Scese velocemente in cucina e andò al lavatoio. Prese la mattonella di sapone di marsiglia che ogni inverno era solita confezionare. La tagliò a scaglie depositandola in una bacinella. A questo punto tornò a casa. Rovesciò un po' di ortiche nella marsiglia e attese. Le ore della notte via via lasciarono il posto all'alba. E Margot troppo curiosa di vedere l'effetto del suo esperimento si mise subito all'opera. Partì da una foglia e via via ne fece fili, li arrotò all'arcolaio. Le mani non le pizzicavano più. Con un sorriso che nascondeva tutta la sua soddisfazione, proseguì nel trasformare il filo in camicetta. Passarono cinque giorni, e l'abitino commissionato fu pronto. Ma c'era ancora qualcosa da fare. Prese un foglio candido come la neve. E intinse in un ciottolino di acqua, limone e succo di mirtillo un pennino, che aveva creato lei levigando un legnetto.. E cominciò a scrivere. Una volta terminato, prese la camicetta e la mise nella lettera. Annodò tutto con della raffia e attese il funzionario del re. Il giorno fatidico arrivò. Il dono venne recapitato al futuro papà che insieme alla consorte aprì il pacchetto.

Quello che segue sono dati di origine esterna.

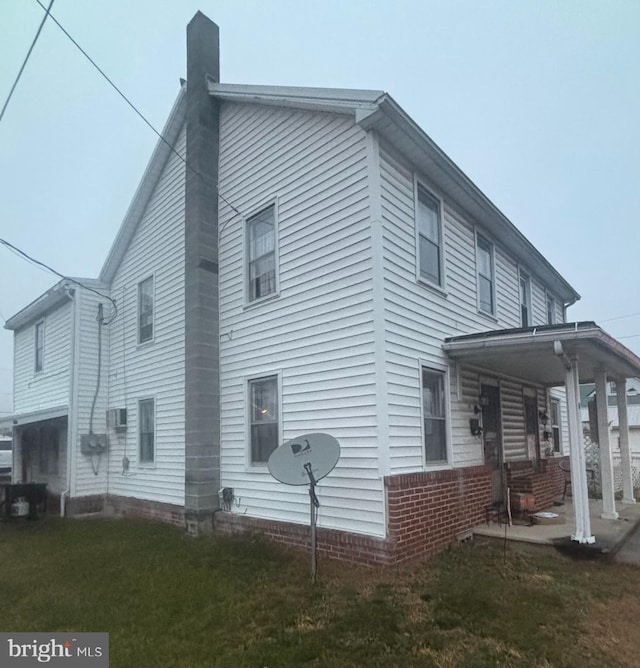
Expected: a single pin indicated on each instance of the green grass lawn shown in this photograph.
(170, 600)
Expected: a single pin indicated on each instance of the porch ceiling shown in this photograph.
(532, 353)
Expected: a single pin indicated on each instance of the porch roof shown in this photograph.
(34, 416)
(540, 354)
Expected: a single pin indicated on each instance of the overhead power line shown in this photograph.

"A te, piccolo - lesse ad alta voce il re -, faccio dono di una camicetta fatta con le ortiche, ma non temere non pungeranno perchè il sapone le ha addolcite. In questo piccolo cartoccio trovi anche tre semi di speranza perchè se mai dovessi perderti, li potrai piantare e loro sapranno nuovamete indicarti una cosa importantissima: con pazienza e perseveranza potrai raggiungere ogni tuo obiettivo. A te, piccolo, auguro un cuore che ami; ami la vita come sorgente di felicità; ami il percorso che ti appresterai a seguire, senza mai indietreggiare; ami la sincerità e la chiarezza, motori delle cose belle, ami chi ti starà accanto perchè, anche se troverai tante persone vuote, laggiù tra il sole e il mare, la luna e la montagna, c'è anche chi riuscirà ad essere sulla tua onda o nel tuo vento. A te piccolo, auguro il firmamento. Margot, colei che ha filato".
I regnanti commossi ricompensarono Margot, che per tutta risposta non volle nulla in cambio del suo lavoro. Chiese solo che la sua lettera accompagnasse il piccino nel corso della sua vita. E..."
Si interrompe Artemisia.
"E...", incalza Giò.
"E pensa, mio caro, è passato tanto tanto tempo da quel giorno, ma soprattutto i regnanti furono talmente tanto colpiti che conservarono questa lettera e se la tramandarono di generazione in generazione. Ed ora io la dono a te, con questo fazzoletto di ortiche che ho confezionato come fece Margot. Quanto lei ha augurato al piccolo principe, io ora lo auguro a te".
Giò rimane senza parole guardando quel fazzoletto particolare e quella pagina ingiallita dal tempo. L'unica cosa che gli viene in mente di fare è abbracciare sua nonna, mentre una lacrima lieve scivola sul suo volto.
Le parole di questo racconto nascono su ispirazione di una persona meravigliosa che mi sta ricordando giorno dopo giorno come si coltivan i sogni, in che modo si addolciscono le ortiche e l'arte di amare.